Soros Funded Lancet Study Claiming 650,000 Iraqi War Deaths

January 12th, 2008 9:20 PM

Remember that highly controversial study published in the journal Lancet in 2006 claiming that 650,000 Iraqi citizens have died since the start of the war in March 2003?

Well, according to an article published in England's Sunday Times, antiwar activist and MoveOn.org founder George Soros was partially responsible for the funding.

I'm sure this will be front-page, headline news for all of America's press outlets in the coming days, aren't you?

While you ponder, here are the facts according to the Times (emphasis added):

Soros, 77, provided almost half the £50,000 cost of the research, which appeared in The Lancet, the medical journal. Its claim was 10 times higher than consensus estimates of the number of war dead.

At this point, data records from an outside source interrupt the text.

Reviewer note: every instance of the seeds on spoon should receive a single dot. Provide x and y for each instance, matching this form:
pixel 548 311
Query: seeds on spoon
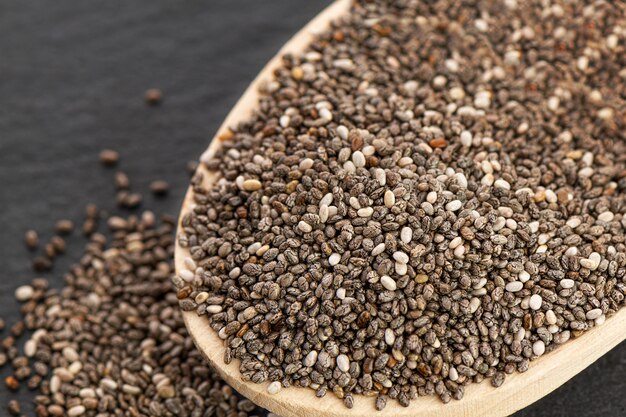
pixel 428 218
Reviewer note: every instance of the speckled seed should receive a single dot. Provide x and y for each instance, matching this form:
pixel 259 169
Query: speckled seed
pixel 358 159
pixel 607 217
pixel 274 387
pixel 406 234
pixel 474 304
pixel 535 302
pixel 252 185
pixel 401 257
pixel 310 359
pixel 514 286
pixel 77 410
pixel 500 183
pixel 454 205
pixel 389 199
pixel 214 309
pixel 365 212
pixel 378 249
pixel 304 227
pixel 343 363
pixel 594 314
pixel 24 293
pixel 334 259
pixel 388 283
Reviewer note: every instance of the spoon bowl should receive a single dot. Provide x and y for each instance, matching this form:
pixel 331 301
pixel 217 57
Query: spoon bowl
pixel 519 390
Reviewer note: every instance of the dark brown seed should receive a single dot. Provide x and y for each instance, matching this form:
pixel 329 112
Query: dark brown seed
pixel 11 383
pixel 41 264
pixel 132 200
pixel 109 157
pixel 31 239
pixel 121 181
pixel 192 166
pixel 64 227
pixel 153 96
pixel 58 244
pixel 14 407
pixel 92 211
pixel 159 187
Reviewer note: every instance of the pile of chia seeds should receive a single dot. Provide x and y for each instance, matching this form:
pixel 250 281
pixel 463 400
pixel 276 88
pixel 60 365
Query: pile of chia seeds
pixel 433 194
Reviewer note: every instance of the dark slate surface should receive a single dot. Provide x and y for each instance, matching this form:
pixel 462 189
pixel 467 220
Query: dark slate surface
pixel 72 78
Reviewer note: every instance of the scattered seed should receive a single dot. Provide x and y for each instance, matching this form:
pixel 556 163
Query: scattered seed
pixel 109 157
pixel 31 239
pixel 153 96
pixel 159 187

The study, published in 2006, was hailed by antiwar campaigners as evidence of the scale of the disaster caused by the invasion, but Downing Street and President George Bush challenged its methodology.

New research published by The New England Journal of Medicine estimates that 151,000 people - less than a quarter of The Lancet estimate - have died since the invasion in 2003.

"The authors should have disclosed the [Soros] donation and for many people that would have been a disqualifying factor in terms of publishing the research," said Michael Spagat, economics professor at Royal Holloway, University of London.

Darned straight!

Of course, I'm sure this will be the position taken by pressrooms across the country as this matter is given great focus in the next 24 hours.

On the other hand, maybe I shouldn't hold my breath, huh?